Mrs. P is unable to care for herself, refusing meals due to her delusional beliefs, and displays depression with severe hopelessness and helplessness. She is admitted involuntarily to the hospital inpatient psychiatric unit for treatment of major depressive disorder with psychotic features. Her son is an Army medic who is home on leave but will return to Iraq in two weeks. Mr. P reports to the psychiatrist that he recalls his mother being treated with venlafaxine in the past. He requests that his mother be given any medications needed to stabilize her condition, but reports that the does not want her to receive “electric shock or any other type of memory-altering treatment.” The psychiatrist explains to him that his mother is willing to take medication and discusses options for treatment.

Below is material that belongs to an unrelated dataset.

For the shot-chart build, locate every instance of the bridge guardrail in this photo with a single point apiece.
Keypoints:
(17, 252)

Given the severity of her depression and presence of psychotic symptoms, she is a candidate for electroconvulsive therapy (ECT) but may respond well to a trial of medication.
Mrs. P is started on venlafaxine 75 mg daily for depression and olanzapine 5 mg for psychotic symptoms. Over the next 2 weeks the venlafaxine dose is titrated to 225 mg daily and olanzapine to 15 mg at bedtime. While Mrs. P becomes more ambulatory, she continues to appear depressed and focused on delusions of being unable to eat solid food. She drinks liquid nutritional supplements and gains 2 pounds. Her self-care remains poor, and she continues to require assistance in order to bathe or dress. A family meeting is held with Mrs. P and her son before he returns to Iraq. Due to the patient’s severe depression with psychotic symptoms, ECT is again discussed as a treatment option. Mr. P remains adamant that he would rather see his mother in a nursing home than “have her brain fried.”